Standard and FIFO SQS queues
- Set the SQS queue optimum visibility timeout to allow the consumer to delete messages after processing them within the visibility timeout period. If you don't know how long it takes to process a message, then create a heartbeat for your consumer process. Specify the initial visibility timeout (for example, two minutes). If the consumer needs more time to process the message, then use the ChangeMessageVisibility API call to increase the visibility timeout.
- Increase the batch size when you make ReceiveMessage API calls. Set the MaxNumberOfMessages parameter value to more than 1 and up to a maximum of 10.
- Monitor the SQS queue metric Approximate Number of Messages Visible. This metric allows you to see if producers start to produce messages at a higher rate than consumers can consume the messages. To scale horizontally, increase the number of consumers or clients that consume the SQS queue, or increase the number of threads that poll the queue.
FIFO SQS queues
120,000 message buffer
FIFO queues allow a maximum of 120,000 inflight messages. Inflight messages include those received from a queue by a consumer, but not yet deleted from the queue. If you reach the 120,000 quota, then Amazon SQS doesn't return error messages.

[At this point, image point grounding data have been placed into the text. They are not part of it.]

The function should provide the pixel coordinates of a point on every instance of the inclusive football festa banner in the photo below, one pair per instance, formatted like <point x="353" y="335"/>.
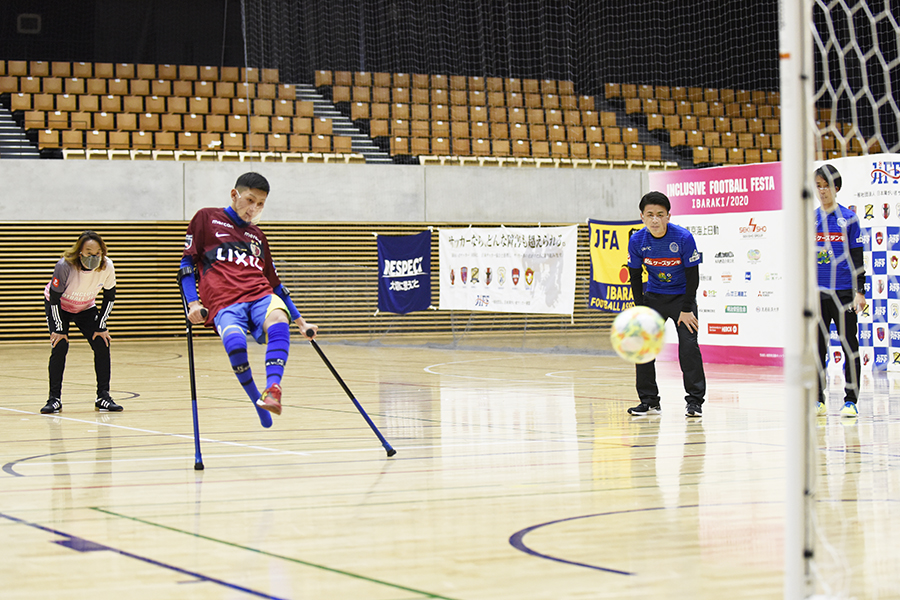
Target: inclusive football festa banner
<point x="734" y="214"/>
<point x="404" y="267"/>
<point x="610" y="290"/>
<point x="509" y="269"/>
<point x="870" y="187"/>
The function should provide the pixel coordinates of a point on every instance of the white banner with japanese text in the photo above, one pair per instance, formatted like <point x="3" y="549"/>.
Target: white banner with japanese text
<point x="509" y="269"/>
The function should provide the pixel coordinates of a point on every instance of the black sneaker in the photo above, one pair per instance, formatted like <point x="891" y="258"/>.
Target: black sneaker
<point x="644" y="409"/>
<point x="105" y="403"/>
<point x="53" y="405"/>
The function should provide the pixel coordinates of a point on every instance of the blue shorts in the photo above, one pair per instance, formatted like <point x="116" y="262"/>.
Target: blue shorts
<point x="249" y="317"/>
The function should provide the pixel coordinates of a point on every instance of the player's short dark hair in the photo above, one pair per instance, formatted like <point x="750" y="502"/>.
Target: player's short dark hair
<point x="252" y="181"/>
<point x="829" y="174"/>
<point x="656" y="199"/>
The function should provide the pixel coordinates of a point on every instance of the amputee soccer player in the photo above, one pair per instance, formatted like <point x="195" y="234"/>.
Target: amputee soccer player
<point x="240" y="288"/>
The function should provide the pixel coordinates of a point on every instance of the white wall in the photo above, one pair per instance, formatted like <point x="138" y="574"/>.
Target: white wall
<point x="57" y="190"/>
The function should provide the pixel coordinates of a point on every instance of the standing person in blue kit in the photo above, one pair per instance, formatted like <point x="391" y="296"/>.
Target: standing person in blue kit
<point x="670" y="255"/>
<point x="841" y="279"/>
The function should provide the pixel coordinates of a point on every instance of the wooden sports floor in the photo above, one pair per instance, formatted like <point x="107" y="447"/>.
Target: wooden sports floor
<point x="518" y="475"/>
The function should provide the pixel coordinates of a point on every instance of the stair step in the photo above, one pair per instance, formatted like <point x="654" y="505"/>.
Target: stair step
<point x="342" y="125"/>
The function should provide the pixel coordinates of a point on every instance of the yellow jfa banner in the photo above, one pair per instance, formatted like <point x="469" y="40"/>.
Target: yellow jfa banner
<point x="610" y="289"/>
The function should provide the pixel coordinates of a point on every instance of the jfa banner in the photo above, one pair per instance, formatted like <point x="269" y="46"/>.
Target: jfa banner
<point x="511" y="269"/>
<point x="404" y="267"/>
<point x="610" y="290"/>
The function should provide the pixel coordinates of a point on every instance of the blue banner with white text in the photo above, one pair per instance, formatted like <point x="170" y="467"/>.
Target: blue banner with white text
<point x="404" y="267"/>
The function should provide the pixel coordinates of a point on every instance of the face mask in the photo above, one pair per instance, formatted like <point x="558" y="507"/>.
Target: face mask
<point x="90" y="262"/>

A FIFO queue reviews the first 120,000 messages to determine available message groups. If you have a backlog of messages in a single message group, you can't consume messages from other message groups until you successfully consume messages from the backlog.
Scaling over message groups
Messages that belong to the same message group are processed one by one, in the order relative to the message group. When you receive messages with multiple message group IDs, Amazon SQS tries to return as many messages with the same message group ID as possible. This allows other consumers to process messages with a different message group ID.
When messages that belong to a specific message group ID are invisible, no other consumer can process messages with the same message group ID. However, consumers can process messages from other message groups. Try to increase the number of message groups where the order isn't important.